On the upside, the first meaningful resistance cluster sits near $160–165 — the range where the stock traded early after listing and where early institutional buyers may have established positions. The $175.50 level carries mechanical significance given the lockup trigger math. Volume structure has been compressed by the thin float. When the lockup tranches hit, the daily volume dynamics will shift materially — reducing the volatility premium that currently inflates short-term price swings but also reducing the potential for short-squeeze-driven runs.
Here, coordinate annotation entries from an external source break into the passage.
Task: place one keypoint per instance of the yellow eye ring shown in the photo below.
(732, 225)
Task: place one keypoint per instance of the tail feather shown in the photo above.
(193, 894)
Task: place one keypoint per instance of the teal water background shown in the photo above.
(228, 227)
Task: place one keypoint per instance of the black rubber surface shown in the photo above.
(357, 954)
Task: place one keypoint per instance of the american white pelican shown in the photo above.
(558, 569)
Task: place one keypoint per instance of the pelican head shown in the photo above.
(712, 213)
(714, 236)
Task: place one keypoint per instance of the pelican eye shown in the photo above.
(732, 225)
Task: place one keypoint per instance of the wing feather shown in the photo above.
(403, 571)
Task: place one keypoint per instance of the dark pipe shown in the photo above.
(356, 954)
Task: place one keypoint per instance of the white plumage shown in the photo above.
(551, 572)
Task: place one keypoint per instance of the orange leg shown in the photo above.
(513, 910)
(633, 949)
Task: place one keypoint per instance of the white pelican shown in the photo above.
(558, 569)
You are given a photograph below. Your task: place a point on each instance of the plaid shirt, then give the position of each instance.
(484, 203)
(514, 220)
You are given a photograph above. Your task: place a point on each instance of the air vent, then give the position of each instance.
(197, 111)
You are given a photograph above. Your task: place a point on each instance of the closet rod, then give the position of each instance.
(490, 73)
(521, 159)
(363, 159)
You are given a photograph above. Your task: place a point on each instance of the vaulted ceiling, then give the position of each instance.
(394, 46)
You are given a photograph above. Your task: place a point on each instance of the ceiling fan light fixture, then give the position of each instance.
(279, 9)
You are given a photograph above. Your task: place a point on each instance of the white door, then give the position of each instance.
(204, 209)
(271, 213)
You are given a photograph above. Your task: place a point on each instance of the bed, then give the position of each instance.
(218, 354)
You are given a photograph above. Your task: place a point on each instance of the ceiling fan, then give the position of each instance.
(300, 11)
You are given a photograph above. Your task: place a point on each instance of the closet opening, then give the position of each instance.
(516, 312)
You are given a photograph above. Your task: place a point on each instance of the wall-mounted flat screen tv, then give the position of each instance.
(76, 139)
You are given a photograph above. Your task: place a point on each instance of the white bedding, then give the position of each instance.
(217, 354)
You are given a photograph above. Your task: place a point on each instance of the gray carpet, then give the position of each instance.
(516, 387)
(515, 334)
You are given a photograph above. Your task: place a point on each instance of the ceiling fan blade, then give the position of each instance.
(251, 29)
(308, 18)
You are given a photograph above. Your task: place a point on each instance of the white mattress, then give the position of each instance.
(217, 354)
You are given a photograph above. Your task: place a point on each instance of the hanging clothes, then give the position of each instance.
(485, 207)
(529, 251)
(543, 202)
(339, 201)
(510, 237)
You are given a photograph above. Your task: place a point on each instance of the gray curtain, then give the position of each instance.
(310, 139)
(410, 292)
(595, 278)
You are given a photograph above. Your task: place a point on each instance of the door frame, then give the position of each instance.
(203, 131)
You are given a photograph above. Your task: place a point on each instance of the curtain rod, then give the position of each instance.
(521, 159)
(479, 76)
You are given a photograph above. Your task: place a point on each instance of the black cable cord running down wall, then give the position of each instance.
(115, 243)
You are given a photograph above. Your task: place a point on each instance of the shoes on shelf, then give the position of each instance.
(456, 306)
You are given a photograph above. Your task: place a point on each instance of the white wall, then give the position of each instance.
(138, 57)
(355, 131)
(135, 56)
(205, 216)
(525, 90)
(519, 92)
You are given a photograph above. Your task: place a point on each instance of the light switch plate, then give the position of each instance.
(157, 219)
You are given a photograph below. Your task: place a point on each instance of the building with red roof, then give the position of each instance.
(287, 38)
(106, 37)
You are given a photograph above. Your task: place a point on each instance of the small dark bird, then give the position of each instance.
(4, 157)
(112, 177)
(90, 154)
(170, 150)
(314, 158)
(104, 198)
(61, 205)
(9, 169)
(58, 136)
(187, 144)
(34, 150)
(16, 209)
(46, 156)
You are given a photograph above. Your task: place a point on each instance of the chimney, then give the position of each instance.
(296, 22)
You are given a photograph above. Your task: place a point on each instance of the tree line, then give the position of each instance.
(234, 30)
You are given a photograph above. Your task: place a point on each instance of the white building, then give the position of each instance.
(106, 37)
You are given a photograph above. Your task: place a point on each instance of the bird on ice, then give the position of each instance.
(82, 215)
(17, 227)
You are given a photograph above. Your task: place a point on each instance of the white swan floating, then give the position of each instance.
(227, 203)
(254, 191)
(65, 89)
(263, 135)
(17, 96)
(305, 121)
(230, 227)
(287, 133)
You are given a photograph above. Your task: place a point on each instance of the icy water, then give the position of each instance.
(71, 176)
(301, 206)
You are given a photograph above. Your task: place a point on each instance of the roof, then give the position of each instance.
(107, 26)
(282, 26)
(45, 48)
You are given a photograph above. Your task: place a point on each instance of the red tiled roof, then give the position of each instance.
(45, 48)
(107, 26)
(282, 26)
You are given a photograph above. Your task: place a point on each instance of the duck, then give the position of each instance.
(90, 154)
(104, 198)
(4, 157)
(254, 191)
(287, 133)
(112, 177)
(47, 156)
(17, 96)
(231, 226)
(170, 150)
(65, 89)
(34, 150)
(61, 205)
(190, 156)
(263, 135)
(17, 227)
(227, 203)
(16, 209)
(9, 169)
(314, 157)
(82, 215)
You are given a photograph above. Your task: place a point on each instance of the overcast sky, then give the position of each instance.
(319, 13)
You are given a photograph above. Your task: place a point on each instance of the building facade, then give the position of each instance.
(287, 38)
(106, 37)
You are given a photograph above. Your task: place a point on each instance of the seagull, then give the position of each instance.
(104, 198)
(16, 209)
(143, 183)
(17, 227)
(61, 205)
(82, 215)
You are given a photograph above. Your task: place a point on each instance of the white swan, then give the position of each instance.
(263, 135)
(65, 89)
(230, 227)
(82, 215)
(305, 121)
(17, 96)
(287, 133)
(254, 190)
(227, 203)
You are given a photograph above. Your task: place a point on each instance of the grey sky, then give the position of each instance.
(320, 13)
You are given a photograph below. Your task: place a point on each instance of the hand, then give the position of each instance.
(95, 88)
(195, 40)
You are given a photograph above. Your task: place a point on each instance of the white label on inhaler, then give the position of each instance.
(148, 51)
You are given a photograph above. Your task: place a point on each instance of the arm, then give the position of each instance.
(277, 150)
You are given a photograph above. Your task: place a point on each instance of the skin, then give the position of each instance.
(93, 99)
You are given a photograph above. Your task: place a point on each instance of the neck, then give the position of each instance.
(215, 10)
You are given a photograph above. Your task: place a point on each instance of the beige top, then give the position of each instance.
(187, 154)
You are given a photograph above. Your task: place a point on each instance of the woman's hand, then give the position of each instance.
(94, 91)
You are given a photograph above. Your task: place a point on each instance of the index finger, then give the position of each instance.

Three Scenarios Worth Modeling
Bull Case — Starship Flight 13 succeeds with clean satellite deployment. Q2 earnings in August show Starlink subscriber growth and ARPU stabilization. Insiders hold through the first unlock, which the market reads as confidence signal. SPCX reclaims $165–$180 on volume. The Q3 earnings-linked 28% float expansion is absorbed by institutional buying pressure tied to Nasdaq-100 index inclusion.
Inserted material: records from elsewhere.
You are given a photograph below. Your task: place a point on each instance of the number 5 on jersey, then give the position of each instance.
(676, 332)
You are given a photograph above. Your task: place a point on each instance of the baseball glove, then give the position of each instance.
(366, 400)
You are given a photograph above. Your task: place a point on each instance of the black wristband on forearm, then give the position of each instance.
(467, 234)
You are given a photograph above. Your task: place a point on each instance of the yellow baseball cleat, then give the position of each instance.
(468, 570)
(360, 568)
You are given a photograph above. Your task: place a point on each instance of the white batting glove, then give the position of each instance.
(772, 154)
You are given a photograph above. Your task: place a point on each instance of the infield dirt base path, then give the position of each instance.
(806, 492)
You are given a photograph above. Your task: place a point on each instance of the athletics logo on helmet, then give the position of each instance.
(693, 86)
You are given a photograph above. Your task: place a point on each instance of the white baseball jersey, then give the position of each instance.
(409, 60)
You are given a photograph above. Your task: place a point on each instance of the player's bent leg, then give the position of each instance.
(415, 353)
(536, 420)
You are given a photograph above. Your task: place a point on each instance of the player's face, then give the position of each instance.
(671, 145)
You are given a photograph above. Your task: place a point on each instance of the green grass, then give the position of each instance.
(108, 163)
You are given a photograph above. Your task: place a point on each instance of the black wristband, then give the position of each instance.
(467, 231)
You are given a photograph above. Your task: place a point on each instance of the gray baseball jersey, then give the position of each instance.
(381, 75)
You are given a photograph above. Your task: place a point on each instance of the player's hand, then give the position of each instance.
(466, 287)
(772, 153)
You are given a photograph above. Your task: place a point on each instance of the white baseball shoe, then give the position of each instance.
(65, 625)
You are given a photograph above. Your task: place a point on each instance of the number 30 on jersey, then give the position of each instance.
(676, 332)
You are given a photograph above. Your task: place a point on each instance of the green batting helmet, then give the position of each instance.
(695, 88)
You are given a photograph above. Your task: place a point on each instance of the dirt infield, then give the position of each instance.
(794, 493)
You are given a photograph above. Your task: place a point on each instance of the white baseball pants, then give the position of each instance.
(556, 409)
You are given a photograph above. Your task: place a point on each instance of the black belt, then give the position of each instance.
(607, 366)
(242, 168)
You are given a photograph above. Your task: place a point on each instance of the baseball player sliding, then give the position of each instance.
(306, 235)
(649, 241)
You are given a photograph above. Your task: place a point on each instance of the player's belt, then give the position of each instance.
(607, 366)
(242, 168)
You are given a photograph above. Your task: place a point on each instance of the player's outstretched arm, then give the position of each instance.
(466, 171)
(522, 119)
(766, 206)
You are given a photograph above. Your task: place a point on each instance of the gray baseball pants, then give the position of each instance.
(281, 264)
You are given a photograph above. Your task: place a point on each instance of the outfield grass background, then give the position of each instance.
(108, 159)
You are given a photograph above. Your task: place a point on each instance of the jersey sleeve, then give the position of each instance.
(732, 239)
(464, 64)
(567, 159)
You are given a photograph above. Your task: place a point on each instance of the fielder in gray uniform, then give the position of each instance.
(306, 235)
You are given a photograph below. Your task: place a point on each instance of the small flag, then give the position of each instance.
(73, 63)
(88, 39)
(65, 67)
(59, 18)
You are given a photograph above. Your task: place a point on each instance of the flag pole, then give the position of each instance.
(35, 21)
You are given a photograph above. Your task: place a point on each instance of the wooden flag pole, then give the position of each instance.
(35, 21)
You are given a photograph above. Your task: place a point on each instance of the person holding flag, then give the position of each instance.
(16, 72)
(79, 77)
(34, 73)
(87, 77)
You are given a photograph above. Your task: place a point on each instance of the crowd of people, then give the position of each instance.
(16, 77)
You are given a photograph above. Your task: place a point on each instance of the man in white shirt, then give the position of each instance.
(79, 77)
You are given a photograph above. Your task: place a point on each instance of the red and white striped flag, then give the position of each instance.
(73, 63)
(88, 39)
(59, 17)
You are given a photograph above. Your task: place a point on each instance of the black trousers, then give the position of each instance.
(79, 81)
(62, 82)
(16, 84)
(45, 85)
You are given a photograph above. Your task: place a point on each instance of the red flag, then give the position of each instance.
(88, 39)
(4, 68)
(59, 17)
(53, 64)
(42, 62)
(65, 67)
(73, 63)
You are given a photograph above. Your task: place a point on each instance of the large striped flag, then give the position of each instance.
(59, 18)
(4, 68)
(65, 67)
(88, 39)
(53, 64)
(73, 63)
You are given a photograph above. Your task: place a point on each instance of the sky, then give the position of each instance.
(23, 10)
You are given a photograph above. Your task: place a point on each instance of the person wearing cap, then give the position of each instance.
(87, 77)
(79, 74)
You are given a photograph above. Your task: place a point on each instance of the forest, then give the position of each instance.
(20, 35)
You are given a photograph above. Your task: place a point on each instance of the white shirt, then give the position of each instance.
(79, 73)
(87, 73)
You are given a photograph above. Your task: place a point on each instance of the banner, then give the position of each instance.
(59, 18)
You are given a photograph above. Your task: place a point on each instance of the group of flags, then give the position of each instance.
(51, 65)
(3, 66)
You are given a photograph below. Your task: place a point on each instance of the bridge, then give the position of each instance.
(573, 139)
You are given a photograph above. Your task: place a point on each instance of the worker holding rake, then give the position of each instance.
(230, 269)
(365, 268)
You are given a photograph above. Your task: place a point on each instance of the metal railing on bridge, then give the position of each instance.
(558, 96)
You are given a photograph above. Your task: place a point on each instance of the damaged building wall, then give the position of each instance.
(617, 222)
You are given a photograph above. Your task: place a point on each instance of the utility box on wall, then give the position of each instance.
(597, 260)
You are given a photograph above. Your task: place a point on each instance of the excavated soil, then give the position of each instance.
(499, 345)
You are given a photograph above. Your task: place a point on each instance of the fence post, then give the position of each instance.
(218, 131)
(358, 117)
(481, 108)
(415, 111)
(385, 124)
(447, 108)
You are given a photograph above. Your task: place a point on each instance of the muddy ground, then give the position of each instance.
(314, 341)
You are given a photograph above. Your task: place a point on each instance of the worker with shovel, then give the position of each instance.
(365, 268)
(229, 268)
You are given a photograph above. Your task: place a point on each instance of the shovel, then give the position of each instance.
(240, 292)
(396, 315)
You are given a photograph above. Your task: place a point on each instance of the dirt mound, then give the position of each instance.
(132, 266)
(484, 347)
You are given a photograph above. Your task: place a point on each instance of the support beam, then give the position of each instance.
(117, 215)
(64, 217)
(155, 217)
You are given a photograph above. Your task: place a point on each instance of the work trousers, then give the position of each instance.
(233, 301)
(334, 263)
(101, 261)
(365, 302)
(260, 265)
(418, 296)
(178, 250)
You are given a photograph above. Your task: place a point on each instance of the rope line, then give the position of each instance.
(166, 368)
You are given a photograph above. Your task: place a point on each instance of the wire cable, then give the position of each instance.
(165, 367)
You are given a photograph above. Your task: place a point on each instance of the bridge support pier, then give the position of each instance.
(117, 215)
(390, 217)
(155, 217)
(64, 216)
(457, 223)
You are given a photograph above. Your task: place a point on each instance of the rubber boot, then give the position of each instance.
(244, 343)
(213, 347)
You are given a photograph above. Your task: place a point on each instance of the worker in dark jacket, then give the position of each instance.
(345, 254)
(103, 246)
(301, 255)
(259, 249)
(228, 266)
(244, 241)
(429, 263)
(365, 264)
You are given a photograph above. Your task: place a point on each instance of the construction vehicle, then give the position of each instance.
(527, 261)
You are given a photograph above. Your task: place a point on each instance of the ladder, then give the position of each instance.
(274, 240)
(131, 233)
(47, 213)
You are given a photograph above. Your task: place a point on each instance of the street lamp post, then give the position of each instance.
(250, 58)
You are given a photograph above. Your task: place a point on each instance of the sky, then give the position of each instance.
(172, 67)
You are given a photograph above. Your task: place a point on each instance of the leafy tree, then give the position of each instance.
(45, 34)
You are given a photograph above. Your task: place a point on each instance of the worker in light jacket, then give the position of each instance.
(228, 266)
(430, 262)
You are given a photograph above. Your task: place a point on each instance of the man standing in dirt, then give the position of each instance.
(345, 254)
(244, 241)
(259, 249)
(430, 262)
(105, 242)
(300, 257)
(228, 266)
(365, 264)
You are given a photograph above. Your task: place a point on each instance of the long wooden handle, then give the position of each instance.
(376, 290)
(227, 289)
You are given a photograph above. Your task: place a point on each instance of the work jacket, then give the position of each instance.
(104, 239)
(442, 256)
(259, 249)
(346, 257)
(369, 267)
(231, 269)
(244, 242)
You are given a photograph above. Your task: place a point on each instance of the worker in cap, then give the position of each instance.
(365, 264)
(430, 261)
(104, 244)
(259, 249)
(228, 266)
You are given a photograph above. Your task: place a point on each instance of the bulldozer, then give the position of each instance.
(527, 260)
Base Case — Stock stabilizes near IPO price ahead of August earnings. Q2 results show continued Starlink revenue growth but elevated AI spending. First unlock proceeds without significant insider selling. SPCX trades in a $130–$165 range through September as successive 7% tranches introduce moderate overhead supply pressure. The real earnings story doesn’t arrive until the company confirms its Q2 earnings date.
Bear Case — Starship Flight 13 encounters a technical setback. Q2 earnings show widening losses with no clear AI revenue path. Insider selling materializes across the first two unlocks, float expands materially, and with improved price discovery, the stock retests toward $100–$115 as the multiple compresses. Morningstar’s $62 DCF target becomes a reference point.
Active Trader Framework
The near-term positioning question is less about long-term SpaceX conviction and more about float supply mechanics. The Q2 earnings-linked lockup unlock is the most consequential single event in the next 60 days — not because insiders are definitely selling, but because the market will price in the uncertainty before it knows the answer.
Traders monitoring SPCX should track three things: (1) whether Starship Flight 13 succeeds and how the market reacts on July 16, (2) the Q2 earnings date announcement — once confirmed, the unlock window starts its countdown — and (3) whether SPCX can reclaim and hold above $150 ahead of that earnings release, which would shift the technical narrative from breakdown to stabilization.
Position sizing relative to this stock’s beta profile is a first-order risk management consideration. A stock with extreme market sensitivity behaves like a leveraged instrument during broad market swings. Sizing it as you would a conventional large-cap will mismatch your risk exposure significantly.
The supply calendar creates a known framework. The engineering calendar — Flight 13, Q2 earnings, the unlock — defines the event window. What happens inside that window is where the position management discipline gets tested.
For informational and educational purposes only. Not investment advice. Trading involves risk, including loss of principal.